If the reality of the tour is often grueling, to the local fans who have been paying $3 to get inside Fair Lanes this week it all seems very glamorous.
"These guys are the best. I mean they can do things consistently that I can do maybe once a year," says Art Muldane, a 35-year-old Baltimore plumber and amateur bowler who took an extended lunch break on Wednesday to watch Earl Anthony and Co. bowl. "I watch these guys every Saturday. And here they are, just walking around like anybody else."
Between games, players like Anthony, Troup and Ernie Schlegel, another flamboyant bowler on the tour who favors sequins and gold shoes, stood and talked to their audience about bowling, and signed autographs.
It is more than physical proximity. Most of the players came from the same blue collar background as their fans. Anthony was a wholesale grocery worker. Troup was a machinist. Except for a few big names, many of the pros will resume such occupations when they retire from the tour.
Ken Fernandez is one who left the tour, tasted that reality and returned. The 25-year-old from Grants Pass, Ore., population 20,000, despaired after two years on the tour and went home to work in a bowling shop.
"After punching the clock for a while, putting in those 40 hours a week and watching these guys on television every Saturday, I decided this life wasn't so bad after all," says Fernandez, one of the more popular players on the circuit.
There is a camaraderie among the players that is born of necessity. There are so many nights, in so many strange towns with nothing to do, they keep themselves company by playing cards or going in a pack to a local bar. Tuesday night, for instance, about half the tour ended up in a Ramada Inn lounge in Baltimore.
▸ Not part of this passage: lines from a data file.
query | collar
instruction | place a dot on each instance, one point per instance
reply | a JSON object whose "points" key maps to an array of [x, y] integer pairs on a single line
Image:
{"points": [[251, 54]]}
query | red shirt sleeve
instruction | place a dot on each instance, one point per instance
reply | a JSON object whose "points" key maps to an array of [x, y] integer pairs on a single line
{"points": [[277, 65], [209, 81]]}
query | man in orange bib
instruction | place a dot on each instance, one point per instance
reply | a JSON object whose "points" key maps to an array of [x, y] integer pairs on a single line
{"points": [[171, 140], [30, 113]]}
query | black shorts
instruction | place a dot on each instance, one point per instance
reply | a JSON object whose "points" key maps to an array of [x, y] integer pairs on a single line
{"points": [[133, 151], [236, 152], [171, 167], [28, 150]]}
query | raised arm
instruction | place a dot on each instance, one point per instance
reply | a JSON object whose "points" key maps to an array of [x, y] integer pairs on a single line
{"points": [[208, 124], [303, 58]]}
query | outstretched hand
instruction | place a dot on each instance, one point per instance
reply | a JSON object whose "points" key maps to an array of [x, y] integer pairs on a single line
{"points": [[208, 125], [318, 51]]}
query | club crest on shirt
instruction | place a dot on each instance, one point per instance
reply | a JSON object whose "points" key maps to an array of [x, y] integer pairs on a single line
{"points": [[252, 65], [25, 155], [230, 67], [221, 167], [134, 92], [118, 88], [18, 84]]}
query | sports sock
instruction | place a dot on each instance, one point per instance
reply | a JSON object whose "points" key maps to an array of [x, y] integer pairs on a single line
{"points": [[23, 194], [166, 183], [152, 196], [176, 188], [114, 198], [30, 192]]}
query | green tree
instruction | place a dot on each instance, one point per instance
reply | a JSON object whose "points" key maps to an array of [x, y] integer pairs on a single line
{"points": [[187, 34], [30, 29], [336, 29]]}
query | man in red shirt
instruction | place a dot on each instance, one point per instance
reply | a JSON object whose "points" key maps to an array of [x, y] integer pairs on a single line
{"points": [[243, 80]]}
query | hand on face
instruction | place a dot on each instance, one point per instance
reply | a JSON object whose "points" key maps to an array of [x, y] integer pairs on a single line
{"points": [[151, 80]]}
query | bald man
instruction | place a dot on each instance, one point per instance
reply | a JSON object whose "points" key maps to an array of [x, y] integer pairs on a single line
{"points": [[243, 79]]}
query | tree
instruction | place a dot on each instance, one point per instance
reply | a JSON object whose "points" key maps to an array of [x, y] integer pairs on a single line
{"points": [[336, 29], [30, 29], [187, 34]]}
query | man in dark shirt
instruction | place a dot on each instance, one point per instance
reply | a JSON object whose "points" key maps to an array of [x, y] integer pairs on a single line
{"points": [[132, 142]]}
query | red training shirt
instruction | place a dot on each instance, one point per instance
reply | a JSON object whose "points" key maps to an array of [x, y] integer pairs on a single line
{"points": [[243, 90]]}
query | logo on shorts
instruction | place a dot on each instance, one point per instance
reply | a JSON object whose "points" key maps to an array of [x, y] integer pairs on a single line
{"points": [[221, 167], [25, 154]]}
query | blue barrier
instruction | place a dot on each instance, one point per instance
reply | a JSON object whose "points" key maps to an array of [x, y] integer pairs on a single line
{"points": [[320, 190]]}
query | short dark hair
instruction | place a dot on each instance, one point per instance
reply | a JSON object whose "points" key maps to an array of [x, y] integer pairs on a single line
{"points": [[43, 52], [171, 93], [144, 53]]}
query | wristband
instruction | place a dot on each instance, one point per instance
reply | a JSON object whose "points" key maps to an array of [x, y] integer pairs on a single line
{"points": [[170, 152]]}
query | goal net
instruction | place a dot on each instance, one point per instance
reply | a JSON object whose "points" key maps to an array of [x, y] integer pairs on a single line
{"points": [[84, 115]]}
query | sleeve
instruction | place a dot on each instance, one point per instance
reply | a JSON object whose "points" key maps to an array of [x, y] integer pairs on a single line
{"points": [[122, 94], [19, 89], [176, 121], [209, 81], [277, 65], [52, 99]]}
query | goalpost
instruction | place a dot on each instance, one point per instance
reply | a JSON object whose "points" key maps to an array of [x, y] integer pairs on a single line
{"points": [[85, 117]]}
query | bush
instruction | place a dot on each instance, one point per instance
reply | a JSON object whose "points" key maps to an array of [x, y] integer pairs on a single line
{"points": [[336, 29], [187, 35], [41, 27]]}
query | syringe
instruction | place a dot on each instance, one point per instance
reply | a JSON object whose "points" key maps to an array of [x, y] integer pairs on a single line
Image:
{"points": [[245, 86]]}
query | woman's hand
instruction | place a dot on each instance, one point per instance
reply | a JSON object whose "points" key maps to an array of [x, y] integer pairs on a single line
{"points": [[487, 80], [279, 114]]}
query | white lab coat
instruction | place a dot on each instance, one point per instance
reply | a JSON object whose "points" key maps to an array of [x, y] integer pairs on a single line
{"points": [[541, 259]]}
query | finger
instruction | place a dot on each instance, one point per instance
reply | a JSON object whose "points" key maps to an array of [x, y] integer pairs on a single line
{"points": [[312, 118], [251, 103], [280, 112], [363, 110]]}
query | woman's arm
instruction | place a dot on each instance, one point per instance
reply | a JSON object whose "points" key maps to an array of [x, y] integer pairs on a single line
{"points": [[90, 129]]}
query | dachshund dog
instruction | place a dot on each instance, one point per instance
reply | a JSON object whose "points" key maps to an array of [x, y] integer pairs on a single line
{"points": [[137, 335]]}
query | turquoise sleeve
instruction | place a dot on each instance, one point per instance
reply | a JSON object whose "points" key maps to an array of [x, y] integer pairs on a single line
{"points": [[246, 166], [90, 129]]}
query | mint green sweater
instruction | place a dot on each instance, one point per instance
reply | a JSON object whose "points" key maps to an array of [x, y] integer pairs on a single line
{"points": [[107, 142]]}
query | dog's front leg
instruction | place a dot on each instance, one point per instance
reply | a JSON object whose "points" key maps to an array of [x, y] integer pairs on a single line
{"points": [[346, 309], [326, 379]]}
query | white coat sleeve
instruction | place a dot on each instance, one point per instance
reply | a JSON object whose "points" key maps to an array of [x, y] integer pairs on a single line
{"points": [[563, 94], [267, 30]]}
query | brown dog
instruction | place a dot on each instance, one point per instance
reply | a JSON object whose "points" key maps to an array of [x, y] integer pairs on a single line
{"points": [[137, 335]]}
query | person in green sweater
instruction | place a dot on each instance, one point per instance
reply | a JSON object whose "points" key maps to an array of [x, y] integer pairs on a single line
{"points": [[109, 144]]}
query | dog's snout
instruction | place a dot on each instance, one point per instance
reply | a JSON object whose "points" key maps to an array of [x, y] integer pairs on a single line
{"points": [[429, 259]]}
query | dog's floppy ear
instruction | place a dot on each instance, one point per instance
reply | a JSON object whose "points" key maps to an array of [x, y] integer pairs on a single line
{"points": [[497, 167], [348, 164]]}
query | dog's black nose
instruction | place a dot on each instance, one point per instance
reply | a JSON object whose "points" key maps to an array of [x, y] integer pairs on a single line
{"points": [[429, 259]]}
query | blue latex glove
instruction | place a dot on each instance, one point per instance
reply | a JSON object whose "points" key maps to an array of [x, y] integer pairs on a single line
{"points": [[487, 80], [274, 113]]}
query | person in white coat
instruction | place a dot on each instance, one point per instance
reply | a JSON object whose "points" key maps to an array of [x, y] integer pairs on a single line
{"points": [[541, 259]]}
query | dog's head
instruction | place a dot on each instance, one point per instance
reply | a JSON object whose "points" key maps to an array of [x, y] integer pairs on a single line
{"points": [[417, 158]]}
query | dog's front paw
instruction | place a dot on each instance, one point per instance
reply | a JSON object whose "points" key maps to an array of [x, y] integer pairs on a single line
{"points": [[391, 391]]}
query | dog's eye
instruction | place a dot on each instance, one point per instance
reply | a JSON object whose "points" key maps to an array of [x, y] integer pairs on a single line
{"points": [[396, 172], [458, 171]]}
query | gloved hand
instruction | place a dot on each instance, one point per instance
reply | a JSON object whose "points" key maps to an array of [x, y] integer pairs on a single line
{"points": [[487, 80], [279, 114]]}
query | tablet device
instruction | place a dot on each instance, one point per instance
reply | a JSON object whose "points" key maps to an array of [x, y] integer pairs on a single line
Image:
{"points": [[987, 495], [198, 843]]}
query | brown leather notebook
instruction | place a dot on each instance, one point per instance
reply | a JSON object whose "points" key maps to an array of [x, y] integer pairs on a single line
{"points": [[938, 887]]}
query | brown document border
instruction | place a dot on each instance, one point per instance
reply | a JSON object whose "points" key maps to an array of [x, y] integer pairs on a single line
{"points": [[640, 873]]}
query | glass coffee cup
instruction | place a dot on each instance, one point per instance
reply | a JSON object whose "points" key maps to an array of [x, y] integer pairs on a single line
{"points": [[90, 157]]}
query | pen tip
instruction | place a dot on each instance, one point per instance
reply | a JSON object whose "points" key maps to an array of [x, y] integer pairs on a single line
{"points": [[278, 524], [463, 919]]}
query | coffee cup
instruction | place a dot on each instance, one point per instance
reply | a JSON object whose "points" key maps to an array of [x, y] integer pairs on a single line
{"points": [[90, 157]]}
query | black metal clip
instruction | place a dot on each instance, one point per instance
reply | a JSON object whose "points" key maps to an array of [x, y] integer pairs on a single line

"Nobody ever said bowlers were not partiers," says Troup, who has been on the tour long enough to think about leaving it. "When I was a kid, my mother would have to drag me out of the local bowling center by the ear every night," he says. "Sometimes I wish somebody would come and drag me away from here now."
He laughs. "But I'm not ready to give up yet. Not until I have something to go home to."